I’m not much of a sports junkie, but I do tend to get pulled into the Olympics. Seeing these medal tallies made me wonder, to what extent could we have predicted these results?
Well, it didn’t take much internet searching to uncover that prior to the 2018 Olympics, a team of researchers at Sciencing set out to predict the outcomes of the 2018 Winter Games. Sumanik Singh, a data scientist, Jacob Lauing, an editor, and Jesse Harold a user experience developer predicted the outcomes for each event by creating models from past data of athletes’ performance.
How did they make their predictions?
Prior to the 2018 Olympics, the research team gathered data from seven governing bodies encompassing the Winter Olympics’ various sports (for example, the International Ski Federation for ski and snowboard events, and the International Skating Union for skating events).

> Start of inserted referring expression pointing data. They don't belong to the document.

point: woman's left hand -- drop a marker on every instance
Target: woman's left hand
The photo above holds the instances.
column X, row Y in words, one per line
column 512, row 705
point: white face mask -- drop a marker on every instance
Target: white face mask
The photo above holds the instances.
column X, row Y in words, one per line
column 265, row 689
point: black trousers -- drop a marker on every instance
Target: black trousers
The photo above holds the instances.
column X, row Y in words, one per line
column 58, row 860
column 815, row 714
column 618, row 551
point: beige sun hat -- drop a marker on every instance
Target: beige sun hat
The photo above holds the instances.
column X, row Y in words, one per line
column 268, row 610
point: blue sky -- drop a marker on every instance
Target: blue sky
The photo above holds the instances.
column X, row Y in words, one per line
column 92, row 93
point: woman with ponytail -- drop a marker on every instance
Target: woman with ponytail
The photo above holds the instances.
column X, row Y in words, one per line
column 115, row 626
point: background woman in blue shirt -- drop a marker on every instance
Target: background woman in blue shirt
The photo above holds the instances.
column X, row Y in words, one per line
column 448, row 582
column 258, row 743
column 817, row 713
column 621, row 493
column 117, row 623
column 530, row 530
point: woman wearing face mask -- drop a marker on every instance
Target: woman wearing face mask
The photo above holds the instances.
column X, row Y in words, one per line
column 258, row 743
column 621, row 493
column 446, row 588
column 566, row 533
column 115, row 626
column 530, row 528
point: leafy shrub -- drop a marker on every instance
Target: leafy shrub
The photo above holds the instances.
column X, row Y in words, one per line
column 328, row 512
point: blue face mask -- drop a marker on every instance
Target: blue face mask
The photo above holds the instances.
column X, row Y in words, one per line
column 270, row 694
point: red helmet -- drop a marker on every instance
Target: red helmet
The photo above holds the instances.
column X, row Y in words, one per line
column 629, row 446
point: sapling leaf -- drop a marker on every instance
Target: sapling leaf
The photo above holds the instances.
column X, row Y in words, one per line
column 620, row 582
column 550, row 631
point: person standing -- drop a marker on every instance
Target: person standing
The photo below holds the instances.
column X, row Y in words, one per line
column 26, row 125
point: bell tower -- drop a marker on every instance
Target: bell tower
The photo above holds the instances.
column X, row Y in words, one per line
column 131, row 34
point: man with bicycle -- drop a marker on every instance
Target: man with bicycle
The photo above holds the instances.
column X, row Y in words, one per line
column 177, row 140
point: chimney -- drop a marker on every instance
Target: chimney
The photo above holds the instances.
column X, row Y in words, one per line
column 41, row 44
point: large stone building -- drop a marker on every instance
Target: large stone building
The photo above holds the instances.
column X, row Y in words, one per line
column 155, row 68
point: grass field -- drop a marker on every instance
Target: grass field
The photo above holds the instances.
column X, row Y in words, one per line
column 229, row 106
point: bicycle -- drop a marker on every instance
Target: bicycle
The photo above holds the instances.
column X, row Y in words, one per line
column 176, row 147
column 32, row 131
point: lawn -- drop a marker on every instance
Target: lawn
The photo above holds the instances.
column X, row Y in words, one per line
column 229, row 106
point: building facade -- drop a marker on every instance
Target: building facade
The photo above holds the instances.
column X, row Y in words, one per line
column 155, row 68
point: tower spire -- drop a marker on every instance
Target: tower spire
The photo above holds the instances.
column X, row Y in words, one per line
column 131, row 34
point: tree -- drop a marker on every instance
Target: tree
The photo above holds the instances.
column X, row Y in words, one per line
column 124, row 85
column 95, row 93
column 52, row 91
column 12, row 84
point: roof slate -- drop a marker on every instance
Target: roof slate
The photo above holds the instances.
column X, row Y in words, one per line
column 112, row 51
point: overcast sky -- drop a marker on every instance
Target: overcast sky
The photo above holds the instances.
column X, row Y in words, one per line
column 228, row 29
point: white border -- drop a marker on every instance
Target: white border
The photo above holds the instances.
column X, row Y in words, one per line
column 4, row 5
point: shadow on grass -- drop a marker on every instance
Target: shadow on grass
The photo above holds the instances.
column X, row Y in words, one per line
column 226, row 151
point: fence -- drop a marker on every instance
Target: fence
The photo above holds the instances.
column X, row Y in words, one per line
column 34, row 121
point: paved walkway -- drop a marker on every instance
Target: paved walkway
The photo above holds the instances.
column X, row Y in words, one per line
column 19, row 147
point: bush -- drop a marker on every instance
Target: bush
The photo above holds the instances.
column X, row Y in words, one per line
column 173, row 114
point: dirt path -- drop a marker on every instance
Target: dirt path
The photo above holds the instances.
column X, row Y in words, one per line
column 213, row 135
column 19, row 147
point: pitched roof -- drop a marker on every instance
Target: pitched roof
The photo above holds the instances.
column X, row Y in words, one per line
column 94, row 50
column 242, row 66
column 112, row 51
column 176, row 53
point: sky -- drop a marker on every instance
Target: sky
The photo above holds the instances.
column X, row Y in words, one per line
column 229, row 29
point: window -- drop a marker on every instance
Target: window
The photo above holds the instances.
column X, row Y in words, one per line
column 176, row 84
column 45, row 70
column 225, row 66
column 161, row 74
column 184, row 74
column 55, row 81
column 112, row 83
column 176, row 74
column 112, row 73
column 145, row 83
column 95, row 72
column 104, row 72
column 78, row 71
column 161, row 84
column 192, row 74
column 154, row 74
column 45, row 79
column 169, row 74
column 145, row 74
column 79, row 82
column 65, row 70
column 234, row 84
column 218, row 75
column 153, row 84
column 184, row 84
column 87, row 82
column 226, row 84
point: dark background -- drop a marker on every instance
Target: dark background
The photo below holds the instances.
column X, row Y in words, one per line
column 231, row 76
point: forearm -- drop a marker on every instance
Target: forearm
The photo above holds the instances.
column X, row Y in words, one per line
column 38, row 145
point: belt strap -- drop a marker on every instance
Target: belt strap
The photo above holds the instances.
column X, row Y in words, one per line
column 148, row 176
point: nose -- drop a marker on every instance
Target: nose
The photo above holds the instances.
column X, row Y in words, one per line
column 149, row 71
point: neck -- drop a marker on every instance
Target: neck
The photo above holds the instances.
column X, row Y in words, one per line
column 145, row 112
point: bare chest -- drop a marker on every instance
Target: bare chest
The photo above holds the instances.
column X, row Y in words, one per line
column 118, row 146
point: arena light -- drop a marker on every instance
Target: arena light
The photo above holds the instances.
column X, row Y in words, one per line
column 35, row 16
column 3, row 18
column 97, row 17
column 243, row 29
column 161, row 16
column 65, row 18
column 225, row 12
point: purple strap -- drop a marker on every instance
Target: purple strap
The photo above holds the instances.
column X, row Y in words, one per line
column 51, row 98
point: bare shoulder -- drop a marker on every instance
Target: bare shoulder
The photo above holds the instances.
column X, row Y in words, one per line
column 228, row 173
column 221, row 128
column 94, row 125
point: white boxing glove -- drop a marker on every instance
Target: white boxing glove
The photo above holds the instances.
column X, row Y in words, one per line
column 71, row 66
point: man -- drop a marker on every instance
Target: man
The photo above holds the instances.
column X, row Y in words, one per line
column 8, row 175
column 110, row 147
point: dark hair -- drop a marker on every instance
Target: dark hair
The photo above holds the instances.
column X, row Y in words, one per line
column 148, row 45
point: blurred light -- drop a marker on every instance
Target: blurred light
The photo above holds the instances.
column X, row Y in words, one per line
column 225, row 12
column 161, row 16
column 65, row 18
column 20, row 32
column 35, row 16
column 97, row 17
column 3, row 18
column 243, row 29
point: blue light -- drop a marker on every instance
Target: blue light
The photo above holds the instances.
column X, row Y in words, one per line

The research team then quantified athletes’ performance in a few different ways based on the type of data available. If the available data were based on official points, the athletes were ranked according to their scores. If the available data were time-based or score based, times or scores were normalized relative to the highest score using a max-min normalization, and athletes were ranked accordingly. Finally, if the available data were based on standings, the researchers applied a rank-score function, an exponentially decaying function with a max value of 100 and a min value of 1, and then sorted and ranked the athletes.

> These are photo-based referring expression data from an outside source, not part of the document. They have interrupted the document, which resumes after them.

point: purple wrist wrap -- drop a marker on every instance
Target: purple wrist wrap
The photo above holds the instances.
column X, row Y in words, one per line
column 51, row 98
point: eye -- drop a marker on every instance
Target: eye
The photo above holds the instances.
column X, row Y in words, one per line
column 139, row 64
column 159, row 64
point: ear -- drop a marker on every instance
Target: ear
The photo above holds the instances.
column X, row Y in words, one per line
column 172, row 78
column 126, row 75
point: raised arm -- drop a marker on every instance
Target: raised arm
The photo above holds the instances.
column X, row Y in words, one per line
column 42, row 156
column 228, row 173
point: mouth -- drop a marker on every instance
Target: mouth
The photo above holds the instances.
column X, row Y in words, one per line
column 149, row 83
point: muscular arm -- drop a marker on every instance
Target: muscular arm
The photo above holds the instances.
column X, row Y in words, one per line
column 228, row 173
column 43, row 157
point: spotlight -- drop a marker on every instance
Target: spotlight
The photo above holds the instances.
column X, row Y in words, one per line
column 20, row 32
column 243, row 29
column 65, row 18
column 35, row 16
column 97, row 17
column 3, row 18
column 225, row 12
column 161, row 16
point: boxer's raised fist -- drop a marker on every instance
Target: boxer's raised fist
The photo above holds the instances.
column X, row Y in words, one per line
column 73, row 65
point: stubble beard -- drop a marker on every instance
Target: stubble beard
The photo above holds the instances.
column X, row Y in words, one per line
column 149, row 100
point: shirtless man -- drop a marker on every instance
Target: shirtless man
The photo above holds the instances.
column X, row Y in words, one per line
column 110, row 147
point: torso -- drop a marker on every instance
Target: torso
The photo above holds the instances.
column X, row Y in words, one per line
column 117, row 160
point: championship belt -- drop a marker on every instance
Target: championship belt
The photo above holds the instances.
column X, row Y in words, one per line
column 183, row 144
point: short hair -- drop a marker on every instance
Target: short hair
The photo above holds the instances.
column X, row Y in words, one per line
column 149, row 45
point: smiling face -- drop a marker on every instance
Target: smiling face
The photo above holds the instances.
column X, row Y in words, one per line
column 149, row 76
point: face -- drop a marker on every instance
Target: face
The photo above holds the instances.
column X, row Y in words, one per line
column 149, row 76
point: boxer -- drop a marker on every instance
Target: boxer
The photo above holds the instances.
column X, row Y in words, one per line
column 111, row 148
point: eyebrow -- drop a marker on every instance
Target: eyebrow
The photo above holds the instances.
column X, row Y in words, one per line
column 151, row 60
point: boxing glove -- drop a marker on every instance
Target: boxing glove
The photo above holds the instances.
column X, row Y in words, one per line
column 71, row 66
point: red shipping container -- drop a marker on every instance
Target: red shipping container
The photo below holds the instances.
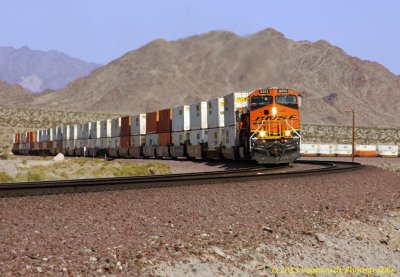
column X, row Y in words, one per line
column 165, row 122
column 125, row 142
column 164, row 139
column 152, row 123
column 125, row 126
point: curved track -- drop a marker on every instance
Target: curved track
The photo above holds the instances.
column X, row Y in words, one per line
column 142, row 182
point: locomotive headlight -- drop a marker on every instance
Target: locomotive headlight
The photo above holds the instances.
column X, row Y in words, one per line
column 274, row 111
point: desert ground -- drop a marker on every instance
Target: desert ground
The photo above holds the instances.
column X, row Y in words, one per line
column 338, row 224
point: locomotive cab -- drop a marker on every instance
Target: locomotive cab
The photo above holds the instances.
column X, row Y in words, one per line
column 272, row 124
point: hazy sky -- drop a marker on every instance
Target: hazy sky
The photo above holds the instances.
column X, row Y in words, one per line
column 102, row 30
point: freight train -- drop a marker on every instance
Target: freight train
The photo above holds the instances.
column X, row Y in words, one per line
column 262, row 125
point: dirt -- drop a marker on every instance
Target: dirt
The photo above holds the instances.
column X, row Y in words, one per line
column 249, row 228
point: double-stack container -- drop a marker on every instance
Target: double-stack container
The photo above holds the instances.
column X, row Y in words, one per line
column 164, row 132
column 180, row 130
column 232, row 102
column 105, row 134
column 138, row 130
column 125, row 136
column 366, row 151
column 16, row 143
column 151, row 139
column 65, row 135
column 388, row 151
column 198, row 130
column 115, row 137
column 215, row 124
column 138, row 135
column 73, row 137
column 94, row 141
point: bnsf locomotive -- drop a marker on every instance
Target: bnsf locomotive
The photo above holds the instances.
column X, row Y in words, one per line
column 262, row 125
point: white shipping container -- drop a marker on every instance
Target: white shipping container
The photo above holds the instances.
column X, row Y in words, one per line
column 105, row 128
column 151, row 139
column 138, row 140
column 94, row 143
column 343, row 150
column 43, row 135
column 198, row 116
column 116, row 127
column 181, row 118
column 138, row 124
column 94, row 130
column 105, row 143
column 24, row 137
column 326, row 149
column 73, row 132
column 216, row 137
column 231, row 138
column 53, row 133
column 79, row 128
column 37, row 135
column 83, row 143
column 232, row 102
column 85, row 130
column 59, row 134
column 388, row 150
column 198, row 136
column 179, row 138
column 215, row 113
column 308, row 149
column 115, row 142
column 66, row 132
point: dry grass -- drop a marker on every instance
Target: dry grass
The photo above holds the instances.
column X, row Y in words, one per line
column 343, row 134
column 79, row 168
column 17, row 120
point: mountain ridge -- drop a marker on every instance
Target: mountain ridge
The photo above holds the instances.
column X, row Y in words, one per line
column 37, row 70
column 164, row 74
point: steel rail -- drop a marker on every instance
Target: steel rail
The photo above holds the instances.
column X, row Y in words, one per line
column 157, row 181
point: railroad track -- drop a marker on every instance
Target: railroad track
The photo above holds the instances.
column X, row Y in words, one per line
column 142, row 182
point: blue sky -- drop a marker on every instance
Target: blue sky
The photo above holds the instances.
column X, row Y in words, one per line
column 102, row 30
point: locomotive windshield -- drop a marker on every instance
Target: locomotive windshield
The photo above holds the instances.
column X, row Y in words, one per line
column 287, row 99
column 260, row 101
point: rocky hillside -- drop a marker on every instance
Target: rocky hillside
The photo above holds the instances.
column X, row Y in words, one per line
column 169, row 73
column 38, row 70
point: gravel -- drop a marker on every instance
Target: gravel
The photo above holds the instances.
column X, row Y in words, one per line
column 140, row 232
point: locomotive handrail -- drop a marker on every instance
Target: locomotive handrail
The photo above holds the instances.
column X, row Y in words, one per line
column 251, row 137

The researchers looked at points, times, scores, or rankings from three different datasets: the 2017-18 World cup season (weighted at 0.5), the 2017-18 World cup season (weighted at 1.0) and the last 3-5 events for the sport (weighted at 1.0). The latter two datasets were given higher weights as they were thought to better reflect athletes’ performance leading into the 2018 Olympics.

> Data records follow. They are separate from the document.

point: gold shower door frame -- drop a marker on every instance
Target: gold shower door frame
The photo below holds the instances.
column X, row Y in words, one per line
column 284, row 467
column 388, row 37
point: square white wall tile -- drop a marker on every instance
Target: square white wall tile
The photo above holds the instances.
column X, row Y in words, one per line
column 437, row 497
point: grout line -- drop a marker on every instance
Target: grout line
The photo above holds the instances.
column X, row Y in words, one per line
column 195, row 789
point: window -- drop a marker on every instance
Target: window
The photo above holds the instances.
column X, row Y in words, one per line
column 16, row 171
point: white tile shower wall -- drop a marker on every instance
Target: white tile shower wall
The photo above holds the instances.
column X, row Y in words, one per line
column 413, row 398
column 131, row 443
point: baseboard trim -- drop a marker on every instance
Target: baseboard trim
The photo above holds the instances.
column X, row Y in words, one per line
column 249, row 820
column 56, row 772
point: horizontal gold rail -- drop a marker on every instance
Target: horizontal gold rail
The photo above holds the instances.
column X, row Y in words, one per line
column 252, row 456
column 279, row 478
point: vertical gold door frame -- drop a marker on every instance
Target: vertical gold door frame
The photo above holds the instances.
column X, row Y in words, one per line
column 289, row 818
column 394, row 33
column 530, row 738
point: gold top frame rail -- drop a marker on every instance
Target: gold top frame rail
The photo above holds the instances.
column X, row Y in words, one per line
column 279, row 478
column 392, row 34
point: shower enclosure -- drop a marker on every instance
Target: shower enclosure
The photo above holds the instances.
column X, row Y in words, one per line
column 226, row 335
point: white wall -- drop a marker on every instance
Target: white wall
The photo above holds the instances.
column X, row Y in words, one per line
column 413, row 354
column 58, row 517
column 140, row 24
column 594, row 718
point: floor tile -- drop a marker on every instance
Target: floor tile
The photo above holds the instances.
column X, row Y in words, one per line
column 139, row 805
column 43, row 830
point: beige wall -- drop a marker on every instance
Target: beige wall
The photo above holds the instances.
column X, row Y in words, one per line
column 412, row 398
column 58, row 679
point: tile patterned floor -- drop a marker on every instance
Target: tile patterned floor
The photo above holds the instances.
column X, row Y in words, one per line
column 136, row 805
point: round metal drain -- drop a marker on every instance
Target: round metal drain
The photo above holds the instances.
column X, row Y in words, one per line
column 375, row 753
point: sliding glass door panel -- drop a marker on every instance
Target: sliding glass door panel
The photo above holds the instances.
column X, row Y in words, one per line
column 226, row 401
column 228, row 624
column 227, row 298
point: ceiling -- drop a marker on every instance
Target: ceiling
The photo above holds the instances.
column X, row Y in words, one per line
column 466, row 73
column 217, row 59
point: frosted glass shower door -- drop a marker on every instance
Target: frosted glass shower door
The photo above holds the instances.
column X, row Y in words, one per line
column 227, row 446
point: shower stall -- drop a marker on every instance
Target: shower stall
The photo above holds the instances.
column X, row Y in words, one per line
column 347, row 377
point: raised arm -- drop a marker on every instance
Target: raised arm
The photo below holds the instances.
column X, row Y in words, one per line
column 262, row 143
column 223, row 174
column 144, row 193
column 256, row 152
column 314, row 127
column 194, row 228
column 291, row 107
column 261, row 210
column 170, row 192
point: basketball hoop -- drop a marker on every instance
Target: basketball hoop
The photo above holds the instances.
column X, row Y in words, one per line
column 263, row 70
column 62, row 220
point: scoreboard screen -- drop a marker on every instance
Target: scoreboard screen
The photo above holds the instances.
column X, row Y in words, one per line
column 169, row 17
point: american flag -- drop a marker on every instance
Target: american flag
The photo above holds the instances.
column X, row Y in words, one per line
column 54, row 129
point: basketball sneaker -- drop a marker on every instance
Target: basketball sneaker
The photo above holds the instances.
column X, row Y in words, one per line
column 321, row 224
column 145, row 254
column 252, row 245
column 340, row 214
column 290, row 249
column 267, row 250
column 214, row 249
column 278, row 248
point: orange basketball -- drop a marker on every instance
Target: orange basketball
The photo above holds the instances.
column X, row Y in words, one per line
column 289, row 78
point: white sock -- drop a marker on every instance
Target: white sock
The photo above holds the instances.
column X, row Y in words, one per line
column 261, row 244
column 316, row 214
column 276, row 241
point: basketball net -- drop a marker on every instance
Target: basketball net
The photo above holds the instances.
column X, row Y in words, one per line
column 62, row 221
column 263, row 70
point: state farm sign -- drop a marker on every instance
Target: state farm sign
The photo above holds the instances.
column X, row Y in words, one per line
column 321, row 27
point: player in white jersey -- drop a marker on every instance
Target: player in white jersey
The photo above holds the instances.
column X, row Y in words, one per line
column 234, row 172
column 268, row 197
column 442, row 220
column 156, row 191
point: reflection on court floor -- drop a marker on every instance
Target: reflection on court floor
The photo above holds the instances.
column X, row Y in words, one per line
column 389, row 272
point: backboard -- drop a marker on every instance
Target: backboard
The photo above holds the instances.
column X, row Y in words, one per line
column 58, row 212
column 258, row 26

Using data from these events (as available), the researchers predicted the top three athletes for each sport.
How did the data scientists do in predicting the 2018 Olympics?
Pretty darn well!
Here are their predictions for the top 5 countries:
And here are the official results:
As a Canadian, I can’t help noting the results for Canada. Not only did the scientists predict our third place standing, they predicted Canada’s 29 medals right on. Nice work!
Not shown above, but the team also correctly predicted host country South Korea’s ranking (#7).
Notably, the predictions for individual sports were less accurate. For example, in figure skating, the researchers predicted that Japan would come out on top, and Canada would rank 5th across the various events. As it happened, Japan ranked 3rd with 1 gold and 1 silver, and Canada came out on top, with 2 gold and 2 bronze. On the flip side, Canada was predicted to dominate ice hockey, but did not fare so well.
The researchers also tracked the accuracy of their predictions for each specific event on a day-by-day basis. Eyeballing those results, it appears the majority of individual event medal winners were predicted to be within 5 ranks of their actual standing. Meanwhile, it appears that the proportion of proportion of medal winners that were predicted right on (e.g. Charlotte Kalla of Sweden winning gold in Women’s 15km Skiathlon) was similar to the proportion of medal winners who totally defied the predictions (e.g. Carlijn Achtereekte of the Netherlands winning gold in Women’s 3000m Speed Skating).
These finding illustrate a general principle of making predictions with data, namely that aggregate predictions are more accurate than individual predictions. While the researchers correctly predicted 4 out of the top 5 countries, there was greater variation in the accuracy of predictions for particular sports, and even greater variation in accuracy for particular events. What’s cool (at least to me!) is that as the data are aggregated, the variations in individual predictions wash out, leading to increasingly accurate predictions.
Great work on this Sumanik Singh, Jacob Lauing, and Jesse Harold. And kudoz to all the incredibly disciplined athletes, hopefully now getting a brief moment to kick back and relax!